Can you give one piece of advice you know now which you wish you had known when you started?
This is going to sound obvious, but be yourself. I think people tend to display a version of themselves that they think needs to be shown when they start a new job, there is no need for that here at giffgaff. We hired you for your personality, even your weird and wonderful traits!
What makes giffgaff stand out in the financial industry compared to similar companies?
I think it’s our community approach that has been so successful and makes us stand out. For years I think there has been a feeling that the financial industry has been unfair on a large number of people, with payday loan companies charging high interest rates to those desperately in need.
We’re taking the principles that helped giffgaff revolutionise the mobile industry and doing the same to the financial world. We’re about shaking up the way people think about their finances and building a genuine community platform to enable people peer-to-peer conversations on all things money, as well as providing cutting edge products.
How is your workplace culture (brand image) reflected in your recruitment?
We take a very informal approach to recruitment here, compared to most. First rule: no suits.
We don’t have a set interview process here, we let hiring managers roll with what they want to do. For example, the software team like to have a game of pool at the start of the interview to help get to know candidates better, whereas the Business Intelligence team like to take some candidates to the pub for a drink at the end of an interview, to see how they’d fit into the team.
Finally, all our interviews are very much two-way conversations. It’s as much about you finding out what you need to decide if this is the right place to work as it is us assessing you, no matter how trivial some things may seem. If it’s important to you that there is milk in the coffee machine at 4pm on a Friday, ask about it!
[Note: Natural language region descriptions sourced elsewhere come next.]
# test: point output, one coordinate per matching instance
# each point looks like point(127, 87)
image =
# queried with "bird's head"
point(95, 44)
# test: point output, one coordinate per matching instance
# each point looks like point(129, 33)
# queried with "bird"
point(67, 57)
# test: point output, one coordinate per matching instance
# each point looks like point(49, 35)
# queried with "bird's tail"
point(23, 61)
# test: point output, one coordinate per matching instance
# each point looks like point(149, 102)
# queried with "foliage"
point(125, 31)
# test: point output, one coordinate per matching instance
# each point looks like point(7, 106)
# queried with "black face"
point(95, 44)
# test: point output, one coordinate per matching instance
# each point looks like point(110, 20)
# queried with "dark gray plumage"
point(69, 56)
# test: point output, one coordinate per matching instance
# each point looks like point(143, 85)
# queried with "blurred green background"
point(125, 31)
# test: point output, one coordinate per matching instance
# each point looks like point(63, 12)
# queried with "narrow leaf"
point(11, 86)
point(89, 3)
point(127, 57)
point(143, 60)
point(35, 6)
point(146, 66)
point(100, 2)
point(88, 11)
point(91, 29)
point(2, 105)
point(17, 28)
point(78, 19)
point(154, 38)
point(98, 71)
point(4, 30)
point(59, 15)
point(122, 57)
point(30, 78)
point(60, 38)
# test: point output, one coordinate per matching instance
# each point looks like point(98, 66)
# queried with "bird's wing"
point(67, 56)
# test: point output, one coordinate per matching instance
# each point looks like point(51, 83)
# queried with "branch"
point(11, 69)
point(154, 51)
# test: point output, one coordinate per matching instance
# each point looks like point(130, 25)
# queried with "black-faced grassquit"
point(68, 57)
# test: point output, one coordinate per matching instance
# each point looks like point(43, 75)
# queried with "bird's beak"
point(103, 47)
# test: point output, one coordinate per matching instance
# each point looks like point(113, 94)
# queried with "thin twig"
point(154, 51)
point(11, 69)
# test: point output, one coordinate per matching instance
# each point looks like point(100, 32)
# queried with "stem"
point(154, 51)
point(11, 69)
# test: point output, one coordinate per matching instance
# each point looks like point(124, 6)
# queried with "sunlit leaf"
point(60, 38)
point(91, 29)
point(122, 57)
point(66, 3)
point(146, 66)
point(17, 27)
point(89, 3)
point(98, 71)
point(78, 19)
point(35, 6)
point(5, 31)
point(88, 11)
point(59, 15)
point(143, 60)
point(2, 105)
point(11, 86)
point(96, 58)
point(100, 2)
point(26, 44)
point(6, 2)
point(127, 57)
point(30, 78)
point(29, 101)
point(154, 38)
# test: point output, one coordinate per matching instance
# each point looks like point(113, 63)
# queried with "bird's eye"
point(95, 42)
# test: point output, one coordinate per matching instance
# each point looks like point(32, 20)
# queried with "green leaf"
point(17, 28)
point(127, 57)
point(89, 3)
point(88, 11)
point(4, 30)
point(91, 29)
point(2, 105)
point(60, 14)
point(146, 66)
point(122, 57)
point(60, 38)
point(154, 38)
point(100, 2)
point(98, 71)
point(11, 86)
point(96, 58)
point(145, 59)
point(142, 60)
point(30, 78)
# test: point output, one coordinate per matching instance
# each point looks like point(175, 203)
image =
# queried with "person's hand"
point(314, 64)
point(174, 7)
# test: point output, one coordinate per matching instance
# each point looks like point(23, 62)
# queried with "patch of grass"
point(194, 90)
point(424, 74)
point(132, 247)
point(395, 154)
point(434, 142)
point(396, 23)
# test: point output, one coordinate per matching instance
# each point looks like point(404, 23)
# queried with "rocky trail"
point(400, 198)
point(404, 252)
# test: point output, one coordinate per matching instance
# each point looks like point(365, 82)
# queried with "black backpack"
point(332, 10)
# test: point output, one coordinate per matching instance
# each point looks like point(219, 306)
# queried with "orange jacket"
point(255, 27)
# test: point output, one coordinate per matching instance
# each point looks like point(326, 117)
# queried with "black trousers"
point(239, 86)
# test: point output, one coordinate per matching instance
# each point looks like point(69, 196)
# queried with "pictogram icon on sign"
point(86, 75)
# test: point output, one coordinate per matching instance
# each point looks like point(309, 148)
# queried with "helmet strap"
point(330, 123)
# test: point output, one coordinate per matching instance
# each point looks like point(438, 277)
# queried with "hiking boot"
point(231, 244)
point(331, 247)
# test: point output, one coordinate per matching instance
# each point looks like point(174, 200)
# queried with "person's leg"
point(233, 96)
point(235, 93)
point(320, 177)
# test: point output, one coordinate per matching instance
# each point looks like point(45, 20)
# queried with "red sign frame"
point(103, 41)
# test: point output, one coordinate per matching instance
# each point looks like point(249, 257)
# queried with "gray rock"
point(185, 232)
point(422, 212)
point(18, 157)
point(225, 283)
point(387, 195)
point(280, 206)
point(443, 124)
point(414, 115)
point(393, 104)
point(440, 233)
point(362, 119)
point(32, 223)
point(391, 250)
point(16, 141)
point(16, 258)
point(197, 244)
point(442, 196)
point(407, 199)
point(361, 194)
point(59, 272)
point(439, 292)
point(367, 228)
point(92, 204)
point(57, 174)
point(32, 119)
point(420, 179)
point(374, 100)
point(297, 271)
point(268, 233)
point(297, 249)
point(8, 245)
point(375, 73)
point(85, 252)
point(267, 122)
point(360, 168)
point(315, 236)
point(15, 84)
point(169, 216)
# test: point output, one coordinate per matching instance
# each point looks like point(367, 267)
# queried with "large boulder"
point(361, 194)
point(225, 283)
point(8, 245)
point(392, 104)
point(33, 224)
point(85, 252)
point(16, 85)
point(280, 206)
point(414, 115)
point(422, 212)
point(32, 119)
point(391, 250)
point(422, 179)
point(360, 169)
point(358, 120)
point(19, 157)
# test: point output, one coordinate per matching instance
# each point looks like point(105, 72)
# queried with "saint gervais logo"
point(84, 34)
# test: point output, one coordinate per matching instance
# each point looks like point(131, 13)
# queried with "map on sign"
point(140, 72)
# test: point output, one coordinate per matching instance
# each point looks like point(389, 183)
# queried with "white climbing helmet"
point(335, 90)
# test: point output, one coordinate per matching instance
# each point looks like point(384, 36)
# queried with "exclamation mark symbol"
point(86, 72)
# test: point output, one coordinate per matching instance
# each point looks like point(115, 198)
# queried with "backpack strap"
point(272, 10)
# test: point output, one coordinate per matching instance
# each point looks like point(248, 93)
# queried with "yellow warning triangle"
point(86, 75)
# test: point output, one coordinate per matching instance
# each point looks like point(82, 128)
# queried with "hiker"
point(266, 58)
What can people do in their spare time to make themselves more employable?
Show a passion for your career. If you’re a software developer, we like to see people who live it! Working on projects on GitHub or building apps for fun – this display of passion will put you above the rest in our eyes.
What are definite mistakes others can learn from for future interviews?
Know your CV. There is nothing worse than someone who has embellished their CV and forgotten what they’ve written. Also, always prepare questions for us at the end! You don’t want an awkward silence after an interviewer asks “have you got any questions for us?” It shows you’re either not passionate or not interested in our company and you won’t be getting an invite back for a second interview. Finally, I’d say don’t complain about your current or previous employer. You may have genuine reasons for your feelings towards them, but displaying them in an interview shows us that you hold grudges and may not be a team player. If you’re asked why you’re leaving, handle it with class!
What is the worst thing someone has ever done during an interview?
Wow, good question. I think the worst thing I’ve witnessed so far is someone answering a phone during an interview. This is fine for an emergency, of course, but when he came back into the room and we asked if he needed to leave, he replied with “Nah, carry on. It was just my mate.” Unbelievable! Safe to say, he didn’t get hired.